When the US Federal Reserve announced late on Wednesday that Fed rates would be cut by 25 basis points, there was a sense of disappointment. Global markets were expecting the Fed to take an aggressive stance and cut the rates by 50bps to give a clear signal that the US was committed to be the engine of global growth. Also, the CME Fedwatch Tool, which captures the probability of rate cut, had assigned a 50% probability to a 50bps rate cut. First, let us look at the logic of the rate cut as calibrated in the FOMC (Federal Open Market Committee) statement.

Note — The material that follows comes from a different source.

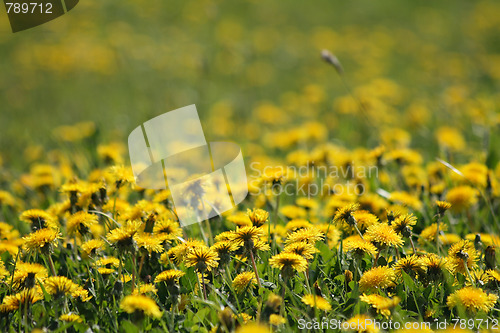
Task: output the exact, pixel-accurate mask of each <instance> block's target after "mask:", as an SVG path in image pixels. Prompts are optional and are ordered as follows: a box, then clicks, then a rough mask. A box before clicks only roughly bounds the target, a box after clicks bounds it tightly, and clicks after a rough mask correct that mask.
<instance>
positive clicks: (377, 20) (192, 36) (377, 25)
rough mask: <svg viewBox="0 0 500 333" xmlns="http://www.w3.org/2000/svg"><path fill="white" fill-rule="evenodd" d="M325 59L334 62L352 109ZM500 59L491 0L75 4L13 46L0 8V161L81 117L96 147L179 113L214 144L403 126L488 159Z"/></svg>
mask: <svg viewBox="0 0 500 333" xmlns="http://www.w3.org/2000/svg"><path fill="white" fill-rule="evenodd" d="M322 49H329V50H330V51H331V52H333V53H334V54H335V55H337V57H338V58H339V59H340V61H341V62H342V65H343V67H344V70H345V74H344V79H345V82H347V85H348V87H349V89H350V90H351V91H352V93H353V95H354V99H353V98H352V97H351V95H350V94H349V92H348V90H347V89H346V87H345V86H344V84H343V81H342V80H341V78H340V77H339V76H338V75H337V73H336V72H335V70H334V68H333V67H331V66H328V65H327V64H326V63H325V62H323V61H322V60H321V57H320V51H321V50H322ZM499 51H500V3H499V2H498V1H489V0H488V1H464V0H444V1H436V2H427V1H425V2H424V1H395V0H391V1H377V2H375V1H369V0H357V1H331V0H318V1H314V2H305V1H297V0H290V1H275V0H272V1H254V0H251V1H248V0H247V1H218V0H201V1H200V0H196V1H191V0H190V1H144V0H123V1H114V2H110V1H106V2H104V1H91V0H84V1H80V4H79V5H78V6H77V7H75V9H73V10H72V11H71V12H69V13H68V14H66V15H64V16H62V17H60V18H58V19H56V20H54V21H51V22H49V23H47V24H44V25H41V26H39V27H35V28H33V29H30V30H27V31H23V32H19V33H15V34H13V33H11V31H10V26H9V23H8V21H7V16H6V14H5V11H4V10H3V9H2V12H1V13H0V57H1V59H2V60H1V61H0V73H1V75H0V108H1V110H0V115H1V116H0V117H1V118H0V140H1V141H0V142H1V147H2V148H1V152H0V154H1V155H2V156H3V159H4V161H6V162H12V163H15V161H16V160H17V159H18V157H19V156H21V155H23V154H24V153H25V150H26V147H29V146H31V145H33V144H39V145H42V146H44V147H54V146H57V145H58V140H59V139H58V137H57V136H56V135H55V134H54V129H55V128H57V127H59V126H62V125H71V124H74V123H78V122H82V121H92V122H94V123H95V125H96V128H97V129H98V142H105V141H110V140H117V141H122V142H123V143H126V137H127V135H128V133H129V132H130V131H131V130H132V129H133V128H135V127H136V126H138V125H139V124H141V123H143V122H144V121H146V120H148V119H150V118H152V117H154V116H156V115H159V114H162V113H164V112H167V111H169V110H173V109H176V108H179V107H182V106H185V105H189V104H196V105H197V108H198V112H199V113H200V117H201V118H202V121H203V124H204V129H205V132H206V133H205V134H206V135H207V137H208V138H209V139H210V140H214V139H220V138H230V139H234V140H236V141H238V142H240V143H244V142H248V143H250V144H252V143H255V144H263V145H265V146H270V147H275V146H279V144H278V145H275V144H274V143H275V142H274V141H275V140H273V137H272V136H264V137H263V136H262V135H261V133H262V132H261V131H257V130H256V128H258V129H259V130H262V129H263V132H264V133H275V132H279V131H283V130H284V129H286V128H290V127H293V126H300V125H301V124H304V123H307V122H309V121H313V122H319V123H321V124H322V126H324V128H326V130H327V131H328V137H329V139H330V140H334V139H339V140H341V141H342V142H343V143H344V144H346V145H348V146H356V145H362V146H374V145H376V144H378V143H379V142H380V133H382V132H383V131H389V132H390V131H391V129H392V128H394V127H400V128H404V129H406V130H407V131H408V132H409V133H411V136H412V145H413V146H414V147H416V148H425V149H426V150H427V151H428V152H430V153H431V154H432V153H433V152H435V151H436V150H437V148H436V147H437V146H436V145H432V144H430V143H434V142H435V138H434V130H435V129H436V128H437V127H439V126H441V125H448V126H451V127H454V128H457V129H459V131H460V133H461V134H463V135H464V137H465V139H466V141H467V143H468V144H469V143H470V145H471V149H472V150H477V149H483V148H484V149H485V150H487V149H489V148H488V147H489V146H488V144H486V146H484V142H485V140H487V139H488V138H490V136H491V133H494V128H495V127H494V126H496V125H497V123H498V116H497V114H498V104H499V101H500V95H499V93H498V91H499V89H498V88H499V84H498V82H499V79H500V54H499ZM360 101H361V102H362V103H363V104H364V105H365V106H366V109H367V110H366V111H367V113H368V114H367V115H362V112H360V110H359V109H356V108H357V105H358V102H360ZM492 126H493V127H492ZM497 131H498V130H497ZM282 134H283V133H282ZM285 135H286V133H285ZM278 148H279V147H278Z"/></svg>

What the FOMC actually said
The statement put out by the FOMC late on July 31st
clearly underlines that this 25bps rate cut should not be construed as the beginning of a trend. While the Fed rate was cut from the range of 2.25-2.50% to 2.00-2.25%, the FOMC statement has clarified that future rate action will be determined by data flows. The rate cut was driven by the need to give a boost to growth and lower the cost of funds in the US as an antidote to the higher tariffs on imports. Inflation has remained around the 2% mark and that has given the confidence to the Fed to cut rates. In addition, the Fed has also committed to conclude its security reduction program two months earlier; in what could be a clear indication that it wants to keep liquidity comfortable.
How will this move by the Fed impact Indian markets?

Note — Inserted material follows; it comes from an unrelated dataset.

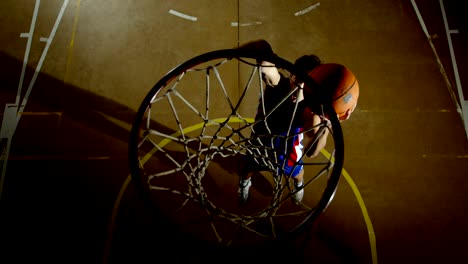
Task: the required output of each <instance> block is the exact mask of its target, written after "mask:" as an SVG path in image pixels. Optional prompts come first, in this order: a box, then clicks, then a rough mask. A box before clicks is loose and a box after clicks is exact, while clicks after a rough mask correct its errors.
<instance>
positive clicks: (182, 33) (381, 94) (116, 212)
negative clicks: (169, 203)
mask: <svg viewBox="0 0 468 264" xmlns="http://www.w3.org/2000/svg"><path fill="white" fill-rule="evenodd" d="M418 2H422V1H418ZM418 4H421V5H422V3H418ZM0 7H1V8H0V25H1V30H0V37H1V42H0V56H1V59H0V67H1V68H0V69H1V74H0V87H1V88H0V102H1V103H2V106H3V105H6V104H10V107H13V108H14V107H16V106H19V107H21V105H20V104H19V103H20V102H21V101H23V99H24V101H23V102H24V103H26V104H25V108H24V109H22V111H21V112H22V113H21V115H20V116H21V119H20V121H19V123H18V124H17V127H16V130H15V132H14V134H13V136H12V137H11V141H10V142H11V146H10V148H9V152H8V164H7V169H6V175H5V180H4V185H3V192H2V197H1V210H2V212H1V216H0V219H1V222H0V223H1V224H2V225H1V231H0V232H1V234H2V235H0V237H1V240H2V243H1V244H2V245H3V247H2V250H1V252H2V254H1V258H2V259H3V262H5V263H21V262H26V261H28V260H35V261H47V262H49V263H52V262H54V263H55V262H57V263H58V262H60V263H75V262H76V263H96V262H103V263H154V262H158V261H159V262H169V260H170V261H171V262H174V263H187V262H191V263H197V262H214V261H216V262H220V261H222V262H229V261H230V260H231V261H233V262H234V261H236V260H238V259H237V258H236V256H239V254H240V255H242V254H241V253H239V254H238V255H236V254H229V255H223V253H222V252H221V253H220V252H214V251H211V249H210V248H203V247H198V246H197V245H199V244H198V242H197V241H196V240H190V239H187V238H184V237H183V236H181V235H179V234H176V233H174V232H173V231H172V230H171V229H170V228H167V226H166V225H164V223H162V222H161V221H159V220H160V219H159V217H158V215H157V214H156V213H155V212H154V211H152V210H151V209H149V208H148V207H146V206H145V205H144V203H143V201H142V199H141V198H140V196H139V195H138V194H137V193H136V192H135V189H134V187H133V185H132V183H131V182H128V179H129V178H128V175H129V169H128V163H127V143H128V137H129V130H130V127H131V123H132V121H133V118H134V114H135V111H136V110H137V107H138V106H139V104H140V103H141V101H142V99H143V97H144V96H145V94H146V93H147V92H148V90H149V89H150V88H151V87H152V86H153V85H154V84H155V83H156V82H157V81H158V80H159V79H160V78H161V77H162V76H164V74H166V73H167V72H168V71H169V70H170V69H172V68H173V67H175V66H177V65H178V64H180V63H182V62H184V61H186V60H187V59H189V58H191V57H193V56H195V55H199V54H201V53H204V52H208V51H212V50H217V49H225V48H233V47H236V46H237V45H238V44H239V43H245V42H247V41H250V40H254V39H260V38H263V39H266V40H268V41H269V42H270V43H271V44H272V46H273V49H274V50H275V52H276V53H277V54H278V55H279V56H281V57H283V58H285V59H288V60H290V61H294V60H295V59H296V58H297V57H299V56H300V55H303V54H310V53H313V54H317V55H318V56H320V57H321V58H322V59H323V60H324V61H325V62H338V63H342V64H344V65H347V66H348V67H349V68H350V69H351V70H352V71H353V72H354V73H355V74H356V76H357V78H358V79H359V82H360V87H361V94H360V99H359V106H358V108H357V110H356V111H355V113H354V114H353V116H352V118H351V119H350V120H349V121H347V122H344V123H343V124H342V127H343V130H344V138H345V165H344V169H345V170H346V177H343V179H342V181H341V183H340V186H339V189H338V191H337V194H336V197H335V199H334V201H333V203H332V204H331V206H330V207H329V208H328V210H327V211H326V213H325V214H324V216H323V217H322V218H321V221H320V222H319V223H318V224H317V227H316V231H315V232H314V234H313V236H312V237H311V239H310V240H309V241H308V243H307V244H306V251H305V252H306V254H305V257H306V259H305V262H306V263H377V260H378V261H379V262H380V263H458V262H461V261H463V260H465V259H467V257H468V252H467V251H466V248H468V242H467V240H466V237H467V236H468V227H467V225H466V222H467V221H468V210H467V209H468V195H467V193H468V181H466V174H467V171H468V142H467V137H466V133H465V131H464V127H463V122H462V120H461V117H460V114H459V113H458V111H457V107H456V104H455V103H454V100H453V98H452V97H451V95H450V92H449V90H448V89H447V85H446V81H445V79H444V77H443V76H442V75H441V73H440V71H439V68H438V64H437V63H436V60H435V58H434V55H433V52H432V50H431V47H430V45H429V44H428V42H427V39H426V37H425V35H424V33H423V32H422V30H421V26H420V24H419V21H418V19H417V16H416V14H415V12H414V9H413V7H412V5H411V3H410V2H409V1H370V0H359V1H338V0H329V1H324V2H314V1H305V0H303V1H265V0H259V1H234V0H229V1H209V0H197V1H188V0H184V1H167V0H158V1H151V0H140V1H124V0H113V1H110V0H103V1H87V0H83V1H79V0H70V1H66V0H65V1H62V0H60V1H59V0H56V1H39V0H36V1H32V0H3V1H2V2H1V3H0ZM432 8H434V7H432V6H426V8H425V9H424V12H423V13H424V14H431V12H432V13H437V11H435V9H432ZM61 10H62V11H63V12H61ZM426 11H428V12H426ZM424 14H423V15H424ZM429 21H430V20H429ZM432 21H433V22H431V23H437V22H434V21H435V19H434V20H432ZM236 23H237V24H236ZM431 25H432V26H436V25H433V24H429V25H428V28H429V29H431ZM32 26H34V29H32ZM435 28H437V27H435ZM439 36H440V35H439ZM441 38H442V37H441ZM434 41H435V42H436V43H435V44H436V47H437V49H438V50H439V54H440V56H441V59H442V61H443V62H444V64H445V65H447V64H448V65H450V63H447V61H449V55H447V52H446V51H445V48H446V47H445V46H444V45H445V44H444V42H443V41H442V40H441V39H439V40H434ZM25 54H27V55H28V56H26V57H25ZM23 65H26V66H27V67H25V71H24V75H22V69H23ZM446 70H447V72H450V68H447V69H446ZM36 72H37V74H36ZM36 77H37V78H36ZM448 77H449V82H452V81H453V79H452V74H451V73H449V74H448ZM19 82H23V84H22V86H21V87H22V92H21V93H20V95H21V96H20V98H19V99H20V100H18V101H17V99H16V96H17V91H18V87H19ZM29 90H30V93H29V92H28V91H29ZM197 95H198V93H197V91H196V90H195V89H194V93H193V96H197ZM15 105H16V106H15ZM7 111H9V110H7ZM7 111H4V112H3V115H2V120H5V119H7V118H6V117H11V116H10V115H9V114H8V113H7ZM5 122H6V123H4V125H5V126H12V125H14V124H15V122H12V121H8V122H7V121H5ZM2 129H4V128H3V127H2ZM3 131H5V130H3ZM6 138H8V137H6ZM7 142H8V140H7V139H3V140H2V145H1V146H2V148H3V149H6V146H8V144H7ZM353 184H355V185H353ZM358 194H359V195H358ZM361 198H362V199H361ZM364 206H365V207H364ZM364 208H365V209H366V210H364V211H363V209H364ZM374 239H375V240H374ZM288 252H289V251H288V250H282V249H278V248H271V249H268V248H262V249H258V251H257V252H251V253H252V258H251V259H247V260H244V261H245V262H250V261H254V260H255V261H273V260H278V259H280V260H285V259H286V258H287V257H290V256H289V255H288ZM224 253H225V252H224ZM255 253H256V254H255ZM226 254H227V253H226Z"/></svg>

Let us look at the bond markets first. 10-year bond yields in India and the US have been on a downtrend over the last one year. Indian bonds yields had touched a high of 8.3% before giving up nearly 200bps from that point. Similarly US yields had gotten closer to 3% last year before falling below 2% in July 2019 on dovish expectations. But what is more interesting is that the days of Indian bond yields decoupling from US yields is long gone. If you look at the bond yields over the last five years, Indian bonds yields and the US bond yields have almost followed a similar direction.
While the US bond yields have been a lot more volatile than the Indian bond yields, as depicted in the above chart, the broad direction of the yields over the last five years has been absolutely synchronized. Indian monetary policy has come a long way since the diffidence of 2008 when the RBI was not too sure whether aggressive rate cuts would help India’s case. Monetary divergence is no longer an option for India as it directly impacts the flow of FPI capital into Indian markets. If the last five years is any indication, then Indian bond yields are also likely to be headed lower. While the RBI stance is yet to be seen in the August policy, the broad market expectation is of a 25bps rate cut (if not an aggressive 50bps rate cut).

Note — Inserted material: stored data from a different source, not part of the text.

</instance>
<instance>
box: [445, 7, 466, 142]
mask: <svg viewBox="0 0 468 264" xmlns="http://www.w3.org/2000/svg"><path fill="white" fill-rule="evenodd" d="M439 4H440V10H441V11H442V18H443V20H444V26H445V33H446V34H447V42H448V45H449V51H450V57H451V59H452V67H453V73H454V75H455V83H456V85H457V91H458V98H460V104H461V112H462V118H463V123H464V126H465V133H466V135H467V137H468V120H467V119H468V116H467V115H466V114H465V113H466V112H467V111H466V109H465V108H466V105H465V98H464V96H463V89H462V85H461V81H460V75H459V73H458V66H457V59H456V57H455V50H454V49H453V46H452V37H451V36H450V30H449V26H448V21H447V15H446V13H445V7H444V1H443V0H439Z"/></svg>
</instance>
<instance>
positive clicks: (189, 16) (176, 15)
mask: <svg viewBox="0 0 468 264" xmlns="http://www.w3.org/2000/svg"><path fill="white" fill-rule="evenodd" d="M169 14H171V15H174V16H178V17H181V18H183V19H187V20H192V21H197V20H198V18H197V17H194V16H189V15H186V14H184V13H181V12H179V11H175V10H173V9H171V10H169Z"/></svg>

What does the rate cut mean for Indian equity markets?
How does the Fed rate cut impact equity markets? There are a variety of ways but here are a few important ones.
Rate cuts reduce the cost of capital used to discount future cash flows of companies. This enhances valuation of companies.
Falling yields reduces the cost of funds for borrowers and brings down the interest burden on companies. This is also positive for equities.
There is a counter side to the rate cut argument. Markets tend to interpret a rate cut as an admission of an economic slowdown. That possibly explains why the Fed was a lot more cautious about the quantum of rate cut. A 50bps rate cut may have been seen as a sign of desperation on part of the Fed to boost growth. From that perspective, a 25bps rate cut was well thought through.
How can Indian markets interpret the future trajectory of rates?
The future trajectory of rates would depend on a number of factors including wages, growth, consumer spending and inflation. However, there is an interesting trend in the Fed rate action over the last 20 years.
In the last 20 years there have been 3 occasions when the Fed had undertaken a series of rate hikes starting in 1998, 2004 and then in 2015. Each of these series of rate hikes were followed by rate cuts that were much larger in size and intensity. The first round of rate hike was reversed post 9/11 in 2001, while the second round of rate hikes was reversed post the Lehman collapse in 2008. Extrapolating that trend to 2019 would be hard but interesting, nevertheless. Whether the rate cut on July 31st
was one-off or the beginning of a reversal is still not clear. Remember, Indian markets have offered great bargains in the past when US Fed rates have reversed. It may still be too early to conclude that!